Gatos con alma

Este fin de semana viví una de esas pequeñas tragedias que forman la vida. Me pregunté por qué tuvo que ocurrir, pues siempre intento encontrar una enseñanza en esos acontecimientos a los que mucha gente, erróneamente, pide explicaciones a Dios, cuando sólo se trata de aprendizajes. Y es bueno hacerlo, porque en ese aprendizaje encontramos la paz espiritual que el mundo a veces nos niega.

Esto fue lo que ocurrió. El sábado por la tarde, cuando salía de visitar a mi hermana, escuché los chillidos lastimeros de un gatito recién nacido. Busqué entre la hierba y allí, como un gusanito lleno de fango y completamente mojado, había un minino casi microscópico, con el cordón umbilical aún colgando de su pancita. Por supuesto, tenía los ojos cerrados y ni siquiera podía hacer sus necesidades. Los gatos recién nacidos son incapaces de eso. Es la madre quien debe lamerlos para estimular el flujo de desechos durante los primeros días. Aun sabiendo eso, me lo llevé a casa porque no tuve corazón para dejarlo allí.

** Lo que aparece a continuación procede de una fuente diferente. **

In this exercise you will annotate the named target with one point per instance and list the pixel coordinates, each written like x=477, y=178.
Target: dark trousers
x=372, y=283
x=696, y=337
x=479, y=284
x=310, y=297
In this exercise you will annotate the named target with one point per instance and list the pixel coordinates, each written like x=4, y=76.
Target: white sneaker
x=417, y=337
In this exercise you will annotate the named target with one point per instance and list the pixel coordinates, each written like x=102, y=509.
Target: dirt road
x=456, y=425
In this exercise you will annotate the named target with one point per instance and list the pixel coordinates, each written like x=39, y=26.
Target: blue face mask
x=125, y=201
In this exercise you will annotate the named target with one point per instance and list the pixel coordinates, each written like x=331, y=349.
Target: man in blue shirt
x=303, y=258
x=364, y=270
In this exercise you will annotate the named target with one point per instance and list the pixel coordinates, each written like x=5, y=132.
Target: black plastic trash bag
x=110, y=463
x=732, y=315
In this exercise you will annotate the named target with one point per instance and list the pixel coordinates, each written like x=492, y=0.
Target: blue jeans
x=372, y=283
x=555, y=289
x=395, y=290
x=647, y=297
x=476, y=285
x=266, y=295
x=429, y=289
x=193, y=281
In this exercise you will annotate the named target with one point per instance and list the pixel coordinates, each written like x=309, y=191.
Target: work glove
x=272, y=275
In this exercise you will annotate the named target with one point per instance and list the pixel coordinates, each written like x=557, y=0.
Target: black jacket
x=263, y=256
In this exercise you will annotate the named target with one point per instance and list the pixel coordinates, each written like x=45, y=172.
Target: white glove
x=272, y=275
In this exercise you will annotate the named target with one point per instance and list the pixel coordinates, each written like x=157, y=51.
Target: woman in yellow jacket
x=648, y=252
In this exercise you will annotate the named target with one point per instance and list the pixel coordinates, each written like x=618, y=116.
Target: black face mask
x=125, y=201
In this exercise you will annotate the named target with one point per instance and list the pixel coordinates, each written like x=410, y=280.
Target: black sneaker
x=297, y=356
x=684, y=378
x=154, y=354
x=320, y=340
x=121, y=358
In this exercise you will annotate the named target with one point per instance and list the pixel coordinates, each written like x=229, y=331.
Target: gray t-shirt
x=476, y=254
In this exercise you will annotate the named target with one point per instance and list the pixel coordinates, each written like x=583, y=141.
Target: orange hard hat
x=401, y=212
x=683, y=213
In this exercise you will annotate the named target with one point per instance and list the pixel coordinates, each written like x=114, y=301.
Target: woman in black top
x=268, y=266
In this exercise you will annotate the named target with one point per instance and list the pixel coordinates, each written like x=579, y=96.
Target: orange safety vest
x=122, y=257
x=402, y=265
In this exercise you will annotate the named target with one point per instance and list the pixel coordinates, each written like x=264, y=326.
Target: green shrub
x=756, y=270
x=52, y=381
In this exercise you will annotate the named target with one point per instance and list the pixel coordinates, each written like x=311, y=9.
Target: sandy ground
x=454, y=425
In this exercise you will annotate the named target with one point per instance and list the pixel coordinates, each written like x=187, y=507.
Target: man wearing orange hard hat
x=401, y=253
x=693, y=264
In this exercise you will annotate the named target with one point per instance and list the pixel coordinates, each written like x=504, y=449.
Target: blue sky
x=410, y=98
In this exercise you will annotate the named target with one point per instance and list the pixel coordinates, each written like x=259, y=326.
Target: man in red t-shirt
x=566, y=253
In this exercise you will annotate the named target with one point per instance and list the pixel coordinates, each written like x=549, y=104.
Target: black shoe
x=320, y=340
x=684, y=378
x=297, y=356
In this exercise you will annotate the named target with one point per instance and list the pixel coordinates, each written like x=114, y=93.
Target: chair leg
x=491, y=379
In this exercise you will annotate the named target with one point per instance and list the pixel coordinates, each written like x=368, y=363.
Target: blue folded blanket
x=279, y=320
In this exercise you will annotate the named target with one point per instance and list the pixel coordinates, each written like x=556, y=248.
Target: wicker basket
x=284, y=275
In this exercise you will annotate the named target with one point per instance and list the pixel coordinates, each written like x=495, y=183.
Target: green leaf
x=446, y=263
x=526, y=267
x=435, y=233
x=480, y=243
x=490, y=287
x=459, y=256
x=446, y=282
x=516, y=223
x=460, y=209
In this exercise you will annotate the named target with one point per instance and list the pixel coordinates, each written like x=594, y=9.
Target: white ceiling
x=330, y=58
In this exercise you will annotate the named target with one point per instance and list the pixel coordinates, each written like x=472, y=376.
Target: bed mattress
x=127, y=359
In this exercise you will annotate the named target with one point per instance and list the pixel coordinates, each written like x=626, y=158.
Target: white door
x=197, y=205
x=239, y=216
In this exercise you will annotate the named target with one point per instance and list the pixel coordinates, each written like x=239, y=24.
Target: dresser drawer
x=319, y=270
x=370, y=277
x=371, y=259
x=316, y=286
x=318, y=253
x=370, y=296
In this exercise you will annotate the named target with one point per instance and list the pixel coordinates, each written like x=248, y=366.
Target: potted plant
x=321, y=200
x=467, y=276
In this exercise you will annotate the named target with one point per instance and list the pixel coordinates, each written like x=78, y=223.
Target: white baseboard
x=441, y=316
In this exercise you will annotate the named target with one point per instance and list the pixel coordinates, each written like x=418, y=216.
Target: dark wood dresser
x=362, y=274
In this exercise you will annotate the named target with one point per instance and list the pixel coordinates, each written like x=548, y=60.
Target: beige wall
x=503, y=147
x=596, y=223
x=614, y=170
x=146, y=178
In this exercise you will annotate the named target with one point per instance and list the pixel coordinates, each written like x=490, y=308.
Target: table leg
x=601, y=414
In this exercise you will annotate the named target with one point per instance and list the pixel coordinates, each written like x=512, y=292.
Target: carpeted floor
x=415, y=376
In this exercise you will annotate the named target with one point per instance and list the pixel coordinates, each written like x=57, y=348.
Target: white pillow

Lo ocurrido durante las horas que pasó conmigo está relatado en mi página de Facebook. Decenas de amigos dejaron sus consejos allí. Mi propia hermana me advirtió lo difícil que era que el animalito sobreviviera si su madre lo había abandonado, posiblemente a propósito. En efecto, a veces las madres saben cuál de sus pequeños no tiene posibilidades de sobrevivir, porque ya vienen enfermos o demasiado débiles. Esa es la única razón por la que a veces los desechan. Pero pensé que quizás este no fuera el caso. Quizás simplemente se había perdido.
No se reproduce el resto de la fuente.